Drug-drug discrimination: stimulus properties of drugs of abuse upon a serotonergic-dopaminergic continuum.
- M D Schechter
- Pharmacology, biochemistry, and behavior
Nine male rats were trained to discriminate 1.4 mg/kg norfenfluramine (NF) from its vehicle using a two-lever, food-motivated, operant discrimination task. Once trained, the rats showed a dose-dependent decrease in responding on the NF-correct lever following decreased doses of NF (ED50 = 0.71 mg/kg). Administration of 2.0 mg/kg fenfluramine (FEN) produced 100% responding on the NF-correct lever and decreasing doses of FEN, likewise, produced a dose-dependent decrease in responding on the NF-correct lever (ED50 = 1.30 mg/kg).
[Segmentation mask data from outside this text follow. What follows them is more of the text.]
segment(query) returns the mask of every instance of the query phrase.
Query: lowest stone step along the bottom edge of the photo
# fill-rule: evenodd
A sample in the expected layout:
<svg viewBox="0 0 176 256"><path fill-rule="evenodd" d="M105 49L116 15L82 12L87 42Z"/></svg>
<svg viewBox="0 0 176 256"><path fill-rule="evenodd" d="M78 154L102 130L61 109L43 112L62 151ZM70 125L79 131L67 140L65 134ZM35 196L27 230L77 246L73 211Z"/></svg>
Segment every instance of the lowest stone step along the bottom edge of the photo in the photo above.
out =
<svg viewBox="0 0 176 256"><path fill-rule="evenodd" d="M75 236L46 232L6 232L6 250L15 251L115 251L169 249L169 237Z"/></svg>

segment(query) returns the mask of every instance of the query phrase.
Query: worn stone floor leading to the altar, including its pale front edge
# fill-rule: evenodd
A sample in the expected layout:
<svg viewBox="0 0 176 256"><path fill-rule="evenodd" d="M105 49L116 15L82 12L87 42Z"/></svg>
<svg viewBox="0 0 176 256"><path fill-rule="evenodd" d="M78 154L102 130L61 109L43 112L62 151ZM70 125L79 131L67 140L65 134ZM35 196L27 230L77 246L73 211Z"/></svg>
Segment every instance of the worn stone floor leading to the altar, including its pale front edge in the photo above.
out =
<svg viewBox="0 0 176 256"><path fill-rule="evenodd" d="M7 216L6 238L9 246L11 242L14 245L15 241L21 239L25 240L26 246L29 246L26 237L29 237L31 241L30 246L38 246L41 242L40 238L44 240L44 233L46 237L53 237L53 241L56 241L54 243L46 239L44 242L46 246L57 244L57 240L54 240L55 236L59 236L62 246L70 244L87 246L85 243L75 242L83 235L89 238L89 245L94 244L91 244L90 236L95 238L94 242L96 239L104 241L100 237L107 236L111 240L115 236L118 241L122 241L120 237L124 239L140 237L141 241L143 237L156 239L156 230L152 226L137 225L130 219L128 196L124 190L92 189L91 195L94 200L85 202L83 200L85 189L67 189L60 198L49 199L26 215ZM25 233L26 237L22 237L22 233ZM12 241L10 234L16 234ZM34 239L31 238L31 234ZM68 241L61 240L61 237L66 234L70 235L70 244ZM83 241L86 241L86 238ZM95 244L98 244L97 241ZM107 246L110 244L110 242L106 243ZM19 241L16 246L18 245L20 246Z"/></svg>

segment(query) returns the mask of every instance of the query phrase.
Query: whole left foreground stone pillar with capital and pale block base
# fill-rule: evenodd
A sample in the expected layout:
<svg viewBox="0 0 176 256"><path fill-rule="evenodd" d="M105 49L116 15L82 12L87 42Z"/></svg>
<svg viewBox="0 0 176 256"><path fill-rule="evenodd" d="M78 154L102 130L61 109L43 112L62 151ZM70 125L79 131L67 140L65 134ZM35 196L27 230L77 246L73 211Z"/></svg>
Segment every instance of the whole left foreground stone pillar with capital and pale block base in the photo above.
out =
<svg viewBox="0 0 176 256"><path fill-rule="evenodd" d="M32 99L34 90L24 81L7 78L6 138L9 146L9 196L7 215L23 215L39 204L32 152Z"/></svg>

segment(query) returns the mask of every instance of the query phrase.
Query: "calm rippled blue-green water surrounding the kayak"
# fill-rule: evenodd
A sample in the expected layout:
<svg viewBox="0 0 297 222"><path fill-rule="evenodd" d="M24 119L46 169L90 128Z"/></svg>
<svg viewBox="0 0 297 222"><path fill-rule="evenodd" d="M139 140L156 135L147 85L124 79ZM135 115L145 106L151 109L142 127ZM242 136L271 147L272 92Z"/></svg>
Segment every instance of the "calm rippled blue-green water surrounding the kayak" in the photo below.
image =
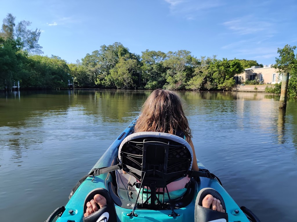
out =
<svg viewBox="0 0 297 222"><path fill-rule="evenodd" d="M198 159L262 222L297 221L297 102L178 92ZM140 111L150 91L0 93L0 221L45 221Z"/></svg>

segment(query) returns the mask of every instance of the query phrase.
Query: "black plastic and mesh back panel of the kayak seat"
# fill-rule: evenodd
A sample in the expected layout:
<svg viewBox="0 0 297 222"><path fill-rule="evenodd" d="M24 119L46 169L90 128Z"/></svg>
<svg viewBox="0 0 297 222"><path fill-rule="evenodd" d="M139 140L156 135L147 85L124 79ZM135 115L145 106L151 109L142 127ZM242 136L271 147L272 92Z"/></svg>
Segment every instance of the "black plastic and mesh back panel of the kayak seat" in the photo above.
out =
<svg viewBox="0 0 297 222"><path fill-rule="evenodd" d="M123 169L143 186L165 188L170 182L187 176L192 167L192 150L183 139L174 141L169 137L143 135L123 142L119 150Z"/></svg>

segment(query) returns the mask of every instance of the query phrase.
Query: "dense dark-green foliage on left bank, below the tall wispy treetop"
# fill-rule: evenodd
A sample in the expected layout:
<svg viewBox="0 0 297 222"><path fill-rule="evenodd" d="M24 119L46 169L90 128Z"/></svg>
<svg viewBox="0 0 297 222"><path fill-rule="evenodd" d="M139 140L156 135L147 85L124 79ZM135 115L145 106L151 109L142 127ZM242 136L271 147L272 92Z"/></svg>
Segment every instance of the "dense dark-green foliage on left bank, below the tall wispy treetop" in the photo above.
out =
<svg viewBox="0 0 297 222"><path fill-rule="evenodd" d="M23 88L66 87L71 76L66 61L52 56L28 55L18 40L0 39L0 87L12 87L20 81Z"/></svg>

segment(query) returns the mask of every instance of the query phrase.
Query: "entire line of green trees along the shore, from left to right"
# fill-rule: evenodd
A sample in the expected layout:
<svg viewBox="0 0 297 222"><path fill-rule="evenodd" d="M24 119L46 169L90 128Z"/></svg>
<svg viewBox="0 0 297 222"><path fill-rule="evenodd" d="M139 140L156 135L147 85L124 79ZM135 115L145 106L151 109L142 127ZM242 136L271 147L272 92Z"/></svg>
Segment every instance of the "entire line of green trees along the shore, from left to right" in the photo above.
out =
<svg viewBox="0 0 297 222"><path fill-rule="evenodd" d="M28 21L15 24L11 14L3 20L0 31L1 88L20 81L23 88L56 89L67 87L68 80L73 78L77 88L230 90L235 84L235 74L262 65L246 59L197 58L187 50L165 53L147 49L138 55L119 42L102 45L76 63L67 63L58 56L40 55L42 47L38 39L41 32L29 30L30 24ZM294 87L292 89L294 91Z"/></svg>

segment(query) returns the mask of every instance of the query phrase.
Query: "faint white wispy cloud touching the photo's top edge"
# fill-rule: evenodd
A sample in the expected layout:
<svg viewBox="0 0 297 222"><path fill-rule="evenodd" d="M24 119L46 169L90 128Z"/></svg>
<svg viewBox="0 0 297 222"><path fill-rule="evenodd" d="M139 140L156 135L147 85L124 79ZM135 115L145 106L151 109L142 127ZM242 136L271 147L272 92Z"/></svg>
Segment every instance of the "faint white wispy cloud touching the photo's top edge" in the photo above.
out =
<svg viewBox="0 0 297 222"><path fill-rule="evenodd" d="M196 0L165 0L170 4L169 9L172 15L180 15L188 20L194 20L200 15L198 12L216 8L222 5L221 1L196 1Z"/></svg>

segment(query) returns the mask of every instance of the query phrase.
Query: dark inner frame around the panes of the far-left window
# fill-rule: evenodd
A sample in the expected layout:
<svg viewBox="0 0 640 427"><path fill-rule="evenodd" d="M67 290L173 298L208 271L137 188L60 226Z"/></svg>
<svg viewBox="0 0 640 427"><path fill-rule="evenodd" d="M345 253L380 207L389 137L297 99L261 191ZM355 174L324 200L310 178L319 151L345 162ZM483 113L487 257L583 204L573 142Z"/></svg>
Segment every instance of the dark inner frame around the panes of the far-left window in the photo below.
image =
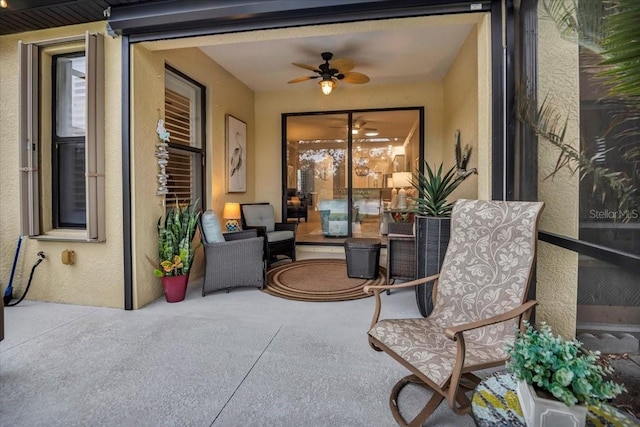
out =
<svg viewBox="0 0 640 427"><path fill-rule="evenodd" d="M85 218L82 224L60 222L60 156L57 147L58 144L82 143L82 145L86 149L87 139L85 136L58 136L58 121L56 120L58 114L58 59L80 57L86 58L86 56L87 55L85 51L77 51L53 55L51 57L51 222L54 229L87 229L86 205Z"/></svg>

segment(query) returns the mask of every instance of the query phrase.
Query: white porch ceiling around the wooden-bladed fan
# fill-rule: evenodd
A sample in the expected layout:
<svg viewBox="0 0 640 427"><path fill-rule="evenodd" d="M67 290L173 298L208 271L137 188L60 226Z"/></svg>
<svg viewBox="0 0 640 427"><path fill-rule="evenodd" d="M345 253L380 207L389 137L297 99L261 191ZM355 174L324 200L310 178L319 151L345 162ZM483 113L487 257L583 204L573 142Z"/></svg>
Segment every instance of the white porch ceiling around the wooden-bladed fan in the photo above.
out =
<svg viewBox="0 0 640 427"><path fill-rule="evenodd" d="M317 79L287 84L296 77L315 75L291 63L317 67L324 62L320 54L327 51L334 58L355 61L353 71L371 78L367 85L386 85L442 79L472 28L466 19L447 25L253 40L200 49L253 91L317 85ZM336 90L348 85L341 83Z"/></svg>

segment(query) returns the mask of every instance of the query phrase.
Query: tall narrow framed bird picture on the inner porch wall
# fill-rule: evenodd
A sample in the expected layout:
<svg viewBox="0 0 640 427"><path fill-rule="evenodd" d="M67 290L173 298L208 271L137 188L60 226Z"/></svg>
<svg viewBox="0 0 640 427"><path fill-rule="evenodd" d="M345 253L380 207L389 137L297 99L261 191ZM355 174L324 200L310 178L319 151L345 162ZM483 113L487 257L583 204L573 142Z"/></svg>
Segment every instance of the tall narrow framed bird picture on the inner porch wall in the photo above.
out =
<svg viewBox="0 0 640 427"><path fill-rule="evenodd" d="M247 191L247 124L226 115L227 193Z"/></svg>

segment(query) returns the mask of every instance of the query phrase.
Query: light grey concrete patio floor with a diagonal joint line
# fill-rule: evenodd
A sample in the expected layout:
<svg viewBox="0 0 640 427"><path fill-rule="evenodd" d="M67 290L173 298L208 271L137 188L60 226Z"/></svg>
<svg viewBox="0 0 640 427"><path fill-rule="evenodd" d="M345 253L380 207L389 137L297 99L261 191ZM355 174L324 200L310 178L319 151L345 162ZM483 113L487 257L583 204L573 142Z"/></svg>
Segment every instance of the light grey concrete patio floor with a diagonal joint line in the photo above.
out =
<svg viewBox="0 0 640 427"><path fill-rule="evenodd" d="M326 256L343 253L300 258ZM382 317L419 316L412 290L383 298ZM394 426L389 393L408 372L369 347L373 308L202 298L197 281L135 311L25 300L5 308L0 426ZM403 412L429 395L408 386ZM442 404L425 425L475 424Z"/></svg>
Time-course data indicated that NF has a fast onset and a peak effect at 20-60 min after administration. Analysis of the time-course data provided a half-life of approximately 8 hr. In contrast, FEN did not show the rapid onset that was observed with NF. However, NF had a similar peak effect and half-life. These results indicate a pharmacological similarity between NF and FEN. However, the difference in onset of action suggests a possible difference between the parent drug and its metabolite. The serotonergic agonists mCPP, DOI, 5-MeODMT and LSD generalized to 1.4 mg/kg NF, whereas neither TFMPP nor 8-OHDPAT generalized to NF. The dopaminergic agonist AMPH also did not generalize to NF. The implications of these findings are discussed.